By Angelos Anastasiou
THE world’s eyes may have been turned to Philoxenia centre’s Jean Monnet conference room in Nicosia on Thursday afternoon, but the 200 protesters outside cared very little about the European Central Bank’s interest rates, Mario Draghi’s grand plan of monetary expansion, or the impact of the press conference on the global economy.
They were members of the Capital Securities Association, a group of people who unwisely invested a lifetime’s savings in bank bonds that were wiped out during the 2013 banking meltdown. They have been demanding restitution for their losses since but have enjoyed no breakthroughs yet, and the future looks far from promising for them.
Held about 100 metres away from the Philoxenia building, courtesy of about a dozen police officers and an elaborate steel barrier keeping everyone at bay, some carried signs that read “the guilty must pay”. The crowd demanded entry to the conference room but were firmly denied by the leader of the police team.
“Why not?” they asked. “We just want to give them a written memo.”
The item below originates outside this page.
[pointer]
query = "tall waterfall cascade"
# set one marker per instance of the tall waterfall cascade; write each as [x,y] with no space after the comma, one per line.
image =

But this was never intended to be a peaceful demonstration, and it was hard to believe that’s all they wanted. Regardless, they tried the ‘democratic right’ card again.
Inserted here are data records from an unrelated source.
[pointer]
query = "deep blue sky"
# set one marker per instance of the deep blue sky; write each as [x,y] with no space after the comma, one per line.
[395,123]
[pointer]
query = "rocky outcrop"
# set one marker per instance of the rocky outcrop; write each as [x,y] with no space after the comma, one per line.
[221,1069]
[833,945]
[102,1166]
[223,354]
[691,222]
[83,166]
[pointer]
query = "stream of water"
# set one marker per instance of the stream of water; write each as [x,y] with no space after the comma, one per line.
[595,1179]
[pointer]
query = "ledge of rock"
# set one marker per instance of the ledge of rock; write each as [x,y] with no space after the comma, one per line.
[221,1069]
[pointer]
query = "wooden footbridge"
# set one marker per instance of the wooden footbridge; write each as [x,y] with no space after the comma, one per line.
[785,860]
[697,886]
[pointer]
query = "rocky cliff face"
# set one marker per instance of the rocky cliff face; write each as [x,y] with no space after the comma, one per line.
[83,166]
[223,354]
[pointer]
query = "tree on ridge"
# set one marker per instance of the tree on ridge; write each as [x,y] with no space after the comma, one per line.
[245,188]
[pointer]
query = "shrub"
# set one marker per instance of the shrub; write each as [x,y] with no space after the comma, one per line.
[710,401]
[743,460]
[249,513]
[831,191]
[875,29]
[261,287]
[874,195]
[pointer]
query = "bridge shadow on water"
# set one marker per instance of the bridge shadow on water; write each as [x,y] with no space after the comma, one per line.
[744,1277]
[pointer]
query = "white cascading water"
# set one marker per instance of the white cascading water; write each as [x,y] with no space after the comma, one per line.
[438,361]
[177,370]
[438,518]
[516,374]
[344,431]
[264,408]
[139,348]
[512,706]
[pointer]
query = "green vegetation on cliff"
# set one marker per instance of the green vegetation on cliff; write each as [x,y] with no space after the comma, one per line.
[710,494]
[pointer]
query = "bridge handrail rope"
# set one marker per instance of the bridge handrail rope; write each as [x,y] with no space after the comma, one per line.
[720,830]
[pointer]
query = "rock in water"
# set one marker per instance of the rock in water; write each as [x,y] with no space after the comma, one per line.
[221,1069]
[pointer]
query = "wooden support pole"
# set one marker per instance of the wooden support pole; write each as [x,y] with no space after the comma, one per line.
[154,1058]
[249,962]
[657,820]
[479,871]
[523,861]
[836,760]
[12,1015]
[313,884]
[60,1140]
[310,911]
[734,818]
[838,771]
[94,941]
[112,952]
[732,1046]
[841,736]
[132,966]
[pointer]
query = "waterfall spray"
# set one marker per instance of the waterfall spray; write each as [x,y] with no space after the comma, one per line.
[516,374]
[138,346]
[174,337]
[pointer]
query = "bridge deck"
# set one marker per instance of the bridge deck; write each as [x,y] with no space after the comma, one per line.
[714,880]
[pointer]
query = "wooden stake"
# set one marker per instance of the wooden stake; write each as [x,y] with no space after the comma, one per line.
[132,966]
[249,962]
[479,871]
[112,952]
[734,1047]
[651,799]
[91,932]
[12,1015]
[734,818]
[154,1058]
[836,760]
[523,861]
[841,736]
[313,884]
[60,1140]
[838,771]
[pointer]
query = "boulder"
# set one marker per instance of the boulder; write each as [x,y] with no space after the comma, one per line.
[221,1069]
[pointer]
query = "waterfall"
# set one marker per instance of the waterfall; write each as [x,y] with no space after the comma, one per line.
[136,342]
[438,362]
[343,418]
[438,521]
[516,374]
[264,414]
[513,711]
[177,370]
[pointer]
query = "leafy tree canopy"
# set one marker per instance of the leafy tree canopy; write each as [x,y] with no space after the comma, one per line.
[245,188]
“A so-called democratic country refuses entry to citizens wanting to observe a public event, and a so-called democratic President posts armed [riot squad] MMAD to protect him from his own people?” one of the protesters yelled in an obvious attempt at getting the rest fired up.
President Nicos Anastasiades wasn’t there, but that mattered little to anyone, and the trick worked. The mob quickly got angry and started hurling expletives about Anastasiades and ruling party DISY’s leader Averof Neophytou, before trying to force its way through police lines.
That it would have been futile, as another police unit backed by the aforementioned “armed MMAD squad” was guarding the entrance to the building, seemed to make no difference to them.
But the mob’s thirst for violence quickly dissipated, when one of the policemen calmly engaged Association chairman Phivos Mavrovouniotis.
He eventually allowed five representatives in so they could deliver their memo.
Those left behind thought the number too small, and the violent mood resurfaced. One protester suggested storming the Bank of Cyprus headquarters “now that police are busy here”.
“We’ll beat the security guards and force our way in.”
Another yelled that instead of wasting their time outside Philoxenia, they should be pulling all-night protests outside Anastasiades’ house, along “with our grandchildren”.
“Just so that his own grandchildren, and his wife, can witness the pain he has caused,” he said.
Neither proposal had many takers, so everyone settled on walking the couple of kilometers to the Nicosia-Limassol highway and staging a sit-in, blocking traffic. This method of attracting publicity appears to be a favourite with the Association’s members – they have already used it twice, ignoring the fact that neither time appears to have helped their cause. It would seem they adopt the “no such thing as bad publicity” doctrine.
But what was particularly striking about this group was that outside the context of their capacity as failed – or deceived, depending on outlook – investors, these are perfectly ordinary people, everyday middle-aged men and women, the friendly kind you might meet in any village “kafene” in Cyprus.
Approaching the steel police barrier, however, seems to make their faces contort into a militant mask, raise their voices to an incomprehensible screech, and fill them with self-righteous rage.